The report, titled “Minority Businesses Matter,” provides recommendations “to help realise the untapped potential of the UK’s minority businesses.”

These include asking large businesses to make public their annual spending on procurement from minority businesses and commit to establishing or enhancing their supplier-diversity programmes.

In addition to providing anti-racism training to change perceptions of people from minorities, government and businesses also need to put in place “rigorous processes to systematically address discrimination in their recruitment, promotion, procurement, investment and other business decisions,” the report said.

It also said government decision-makers need to take more account of the interests of minority businesses in framing policy, regulations, funding and support programmes.

The report said it “comes at a time of growing global support for the Black Lives Matter movement and its efforts to highlight structural racism and the unique challenges minority communities have faced throughout the COVID-19 pandemic.”

Thousands of people around the world took to the streets last year to protest against racism and to show unprecedented support of the Black Lives Matter movement. In response, companies received fierce public backlash for saying that “Black lives matter,” having seemingly not shown true commitment to fighting racial injustice.

Following that, companies across the world pledged money, launched programmes, and assessed what they need to do to bring about change. For instance, Citi pledged $1bn (£790m) to battle racial inequality.

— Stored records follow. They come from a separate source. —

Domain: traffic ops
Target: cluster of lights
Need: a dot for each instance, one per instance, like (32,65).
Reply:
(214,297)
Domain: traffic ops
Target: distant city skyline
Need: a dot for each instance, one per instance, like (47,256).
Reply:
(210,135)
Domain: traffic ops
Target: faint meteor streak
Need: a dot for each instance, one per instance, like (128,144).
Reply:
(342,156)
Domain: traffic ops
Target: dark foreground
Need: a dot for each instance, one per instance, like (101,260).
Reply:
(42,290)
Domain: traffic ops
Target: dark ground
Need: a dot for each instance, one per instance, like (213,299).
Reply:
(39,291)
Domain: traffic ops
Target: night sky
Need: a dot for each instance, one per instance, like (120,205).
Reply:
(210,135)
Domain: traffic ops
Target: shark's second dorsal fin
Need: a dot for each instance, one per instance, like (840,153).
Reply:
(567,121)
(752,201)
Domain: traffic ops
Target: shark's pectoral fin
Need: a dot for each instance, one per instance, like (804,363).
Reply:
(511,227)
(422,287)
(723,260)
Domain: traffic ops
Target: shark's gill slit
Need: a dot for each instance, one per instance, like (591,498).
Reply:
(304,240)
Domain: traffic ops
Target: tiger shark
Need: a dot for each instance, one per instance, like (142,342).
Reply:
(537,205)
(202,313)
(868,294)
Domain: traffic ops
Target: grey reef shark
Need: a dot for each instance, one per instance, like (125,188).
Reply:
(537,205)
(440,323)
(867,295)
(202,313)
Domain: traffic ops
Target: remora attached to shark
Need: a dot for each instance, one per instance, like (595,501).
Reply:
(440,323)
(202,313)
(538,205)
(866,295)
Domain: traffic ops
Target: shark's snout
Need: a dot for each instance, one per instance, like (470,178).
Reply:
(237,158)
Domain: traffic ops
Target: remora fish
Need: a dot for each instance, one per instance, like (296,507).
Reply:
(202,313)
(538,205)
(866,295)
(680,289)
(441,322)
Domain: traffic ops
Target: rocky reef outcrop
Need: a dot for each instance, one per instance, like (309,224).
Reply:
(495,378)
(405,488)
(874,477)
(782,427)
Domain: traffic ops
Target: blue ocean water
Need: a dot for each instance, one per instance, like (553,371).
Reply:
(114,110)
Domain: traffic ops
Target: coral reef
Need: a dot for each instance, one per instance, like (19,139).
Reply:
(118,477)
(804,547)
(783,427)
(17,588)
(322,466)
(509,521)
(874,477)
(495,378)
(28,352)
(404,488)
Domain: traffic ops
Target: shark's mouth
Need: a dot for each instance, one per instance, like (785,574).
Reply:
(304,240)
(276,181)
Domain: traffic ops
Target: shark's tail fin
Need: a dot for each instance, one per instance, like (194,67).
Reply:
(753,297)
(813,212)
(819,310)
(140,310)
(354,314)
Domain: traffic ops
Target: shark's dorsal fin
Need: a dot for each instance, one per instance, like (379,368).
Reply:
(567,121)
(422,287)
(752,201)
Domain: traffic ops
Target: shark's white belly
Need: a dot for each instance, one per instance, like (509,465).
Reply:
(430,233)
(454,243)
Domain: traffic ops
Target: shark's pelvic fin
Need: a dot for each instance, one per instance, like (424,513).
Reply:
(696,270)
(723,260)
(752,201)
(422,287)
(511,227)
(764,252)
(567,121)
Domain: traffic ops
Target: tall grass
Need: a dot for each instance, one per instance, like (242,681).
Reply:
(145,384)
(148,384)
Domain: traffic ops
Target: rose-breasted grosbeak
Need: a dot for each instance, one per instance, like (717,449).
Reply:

The report also stated that stronger support for minority entrepreneurs would provide a significant boost to the UK’s economic output.

It pointed out that among their many contributions, minority businesses have developed rapid, accurate, low-cost COVID-19 tests, sourced personal protective equipment, kept elderly people safe in care homes, enabled the NHS to provide online GP consultations and delivered meals to families during lockdown.

It also said they can play a crucial role in boosting exports in a post-Brexit environment.

Meanwhile, a report from last week showed that the number of black individuals at the top of Britain’s biggest companies has fallen to zero.

Research compiled by recruitment agency Green Park shows that for the first time since the firm started its analysis back in 2014, there are no black chairs, CEOs or CFOs in the FTSE 100 (^FTSE).